Dataset provides the .batch(...) operation, which can easily organize samples after data transform into batches.

  1. The default .batch(...) operation organizes batch_size samples into data whose shape is (batch_size, …). For details, see the Batch Operation.

  2. The customized .batch(..., per_batch_map, ...) operation allows users to organize multiple [np.ndarray, nd.ndarray, …] data records in batches based on the customized logic. For details, see Customizing Batch Operation.

Dataset Iterator

After defining the dataset loading (xxDataset) -> data processing (.map) -> data batch (.batch) dataset pipeline, you can use the iterator method .create_dict_iterator(...) / .create_tuple_iterator(...) to output data. For details, see Dataset Iteration.

Performance Optimization

Data Processing Performance Optimization

If the performance of the data processing pipeline is insufficient, you can further optimize the performance by referring to Data Processing Performance Optimization to meet end-to-end training performance requirements.

Single-node Data Cache

In addition, in the inference scenario, to achieve ultimate performance, you can use the Single-node Data Cache to cache datasets in the local memory to accelerate dataset reading and preprocessing.

Lightweight Mode

You can directly use the data transform operation to process a piece of data. The return value is the data transform result.

Data transform operations (vision transform, nlp transform, audio transform) can be used directly like calling a common function.

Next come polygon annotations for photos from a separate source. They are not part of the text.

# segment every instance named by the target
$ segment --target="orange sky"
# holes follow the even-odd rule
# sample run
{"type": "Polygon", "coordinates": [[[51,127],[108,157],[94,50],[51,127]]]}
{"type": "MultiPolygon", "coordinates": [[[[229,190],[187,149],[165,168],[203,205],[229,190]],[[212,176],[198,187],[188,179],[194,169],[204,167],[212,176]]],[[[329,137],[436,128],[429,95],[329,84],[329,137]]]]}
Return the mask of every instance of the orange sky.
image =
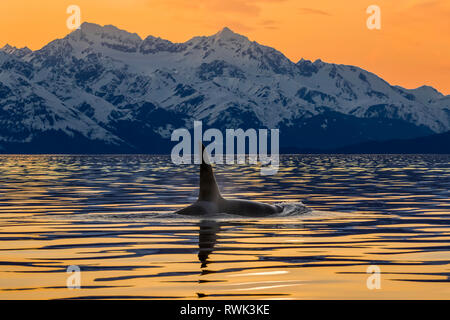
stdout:
{"type": "Polygon", "coordinates": [[[0,46],[39,49],[64,37],[75,4],[82,21],[182,42],[224,26],[300,58],[352,64],[391,84],[450,94],[448,0],[2,0],[0,46]],[[381,30],[366,8],[381,8],[381,30]]]}

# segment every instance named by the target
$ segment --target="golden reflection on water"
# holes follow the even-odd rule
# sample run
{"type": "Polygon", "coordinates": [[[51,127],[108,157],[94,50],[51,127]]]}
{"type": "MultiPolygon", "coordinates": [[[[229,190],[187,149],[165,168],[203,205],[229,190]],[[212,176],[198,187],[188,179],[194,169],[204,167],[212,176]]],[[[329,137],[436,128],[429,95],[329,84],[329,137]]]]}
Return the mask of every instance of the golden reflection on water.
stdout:
{"type": "Polygon", "coordinates": [[[448,157],[282,160],[279,176],[219,166],[217,179],[228,197],[314,212],[207,221],[170,215],[195,200],[195,166],[0,157],[0,299],[450,298],[448,157]]]}

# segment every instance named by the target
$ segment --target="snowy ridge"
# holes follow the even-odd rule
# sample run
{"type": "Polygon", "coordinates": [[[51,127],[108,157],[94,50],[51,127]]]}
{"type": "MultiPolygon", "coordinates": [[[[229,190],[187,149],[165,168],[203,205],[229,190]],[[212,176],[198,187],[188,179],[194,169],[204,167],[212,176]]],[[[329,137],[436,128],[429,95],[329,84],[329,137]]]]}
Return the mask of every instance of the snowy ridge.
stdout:
{"type": "Polygon", "coordinates": [[[172,43],[83,23],[37,51],[0,49],[2,140],[32,143],[57,130],[149,152],[193,119],[276,127],[286,145],[326,147],[448,131],[450,96],[354,66],[294,63],[228,28],[172,43]]]}

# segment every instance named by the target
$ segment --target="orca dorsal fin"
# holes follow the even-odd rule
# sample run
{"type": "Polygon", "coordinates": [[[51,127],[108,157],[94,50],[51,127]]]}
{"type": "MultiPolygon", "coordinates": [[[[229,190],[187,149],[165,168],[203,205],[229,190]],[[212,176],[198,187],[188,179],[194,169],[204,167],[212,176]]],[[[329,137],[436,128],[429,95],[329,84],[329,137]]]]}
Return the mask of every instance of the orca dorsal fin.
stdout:
{"type": "Polygon", "coordinates": [[[210,164],[205,146],[202,143],[202,153],[200,155],[202,163],[200,165],[200,192],[198,201],[217,201],[222,199],[216,178],[210,164]]]}

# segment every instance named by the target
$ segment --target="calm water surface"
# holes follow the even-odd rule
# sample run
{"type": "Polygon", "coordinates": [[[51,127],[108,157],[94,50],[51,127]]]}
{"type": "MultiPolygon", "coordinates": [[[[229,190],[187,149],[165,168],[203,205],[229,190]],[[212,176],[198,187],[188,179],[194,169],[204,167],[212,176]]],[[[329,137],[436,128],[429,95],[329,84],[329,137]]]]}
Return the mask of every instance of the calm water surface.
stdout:
{"type": "Polygon", "coordinates": [[[188,219],[168,156],[0,156],[0,299],[450,299],[450,156],[215,166],[222,193],[312,212],[188,219]],[[69,290],[67,267],[81,269],[69,290]],[[381,270],[369,290],[367,268],[381,270]]]}

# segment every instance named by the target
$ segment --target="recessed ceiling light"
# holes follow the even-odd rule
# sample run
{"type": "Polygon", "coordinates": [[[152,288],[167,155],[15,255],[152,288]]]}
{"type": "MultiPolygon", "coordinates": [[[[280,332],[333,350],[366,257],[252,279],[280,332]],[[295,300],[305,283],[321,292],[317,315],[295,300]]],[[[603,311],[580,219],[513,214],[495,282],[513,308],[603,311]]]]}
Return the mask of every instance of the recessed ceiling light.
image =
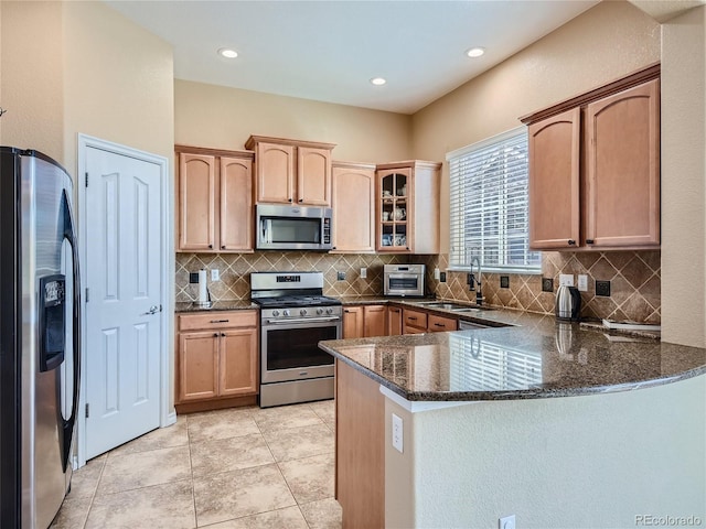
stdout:
{"type": "Polygon", "coordinates": [[[235,58],[238,56],[238,52],[228,47],[222,47],[218,50],[218,55],[223,55],[226,58],[235,58]]]}
{"type": "Polygon", "coordinates": [[[466,54],[469,57],[480,57],[484,53],[485,53],[485,48],[484,47],[471,47],[468,52],[466,52],[466,54]]]}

Generally, the data transform object is initialized first, and then the data to be processed is transferred through the parenthesis method and the processing result is obtained.

import os
from download import download
from PIL import Image
import mindspore.dataset.vision as vision

url = "https://mindspore-website.obs.cn-north-4.myhuaweicloud.com/notebook/datasets/banana.jpg"
download(url, './banana.jpg', replace=True)
Downloading data from https://mindspore-website.obs.cn-north-4.myhuaweicloud.com/notebook/datasets/banana.jpg (17 kB)

file_sizes: 100%|██████████████████████████| 17.1k/17.1k [00:00<00:00, 2.14MB/s]
Successfully downloaded file to ./banana.jpg
'./banana.jpg'
img_ori = Image.open("banana.jpg").convert("RGB")
print("Image.type: {}, Image.shape: {}".format(type(img_ori), img_ori.size))
Image.type: <class 'PIL.Image.Image'>, Image.shape: (356, 200)
# Apply Resize to input immediately
resize_op = vision.Resize(size=(320))
img = resize_op(img_ori)
print("Image.type: {}, Image.shape: {}".format(type(img), img.size))
Image.type: <class 'PIL.Image.Image'>, Image.shape: (569, 320)

For more examples, see Lightweight Data Processing.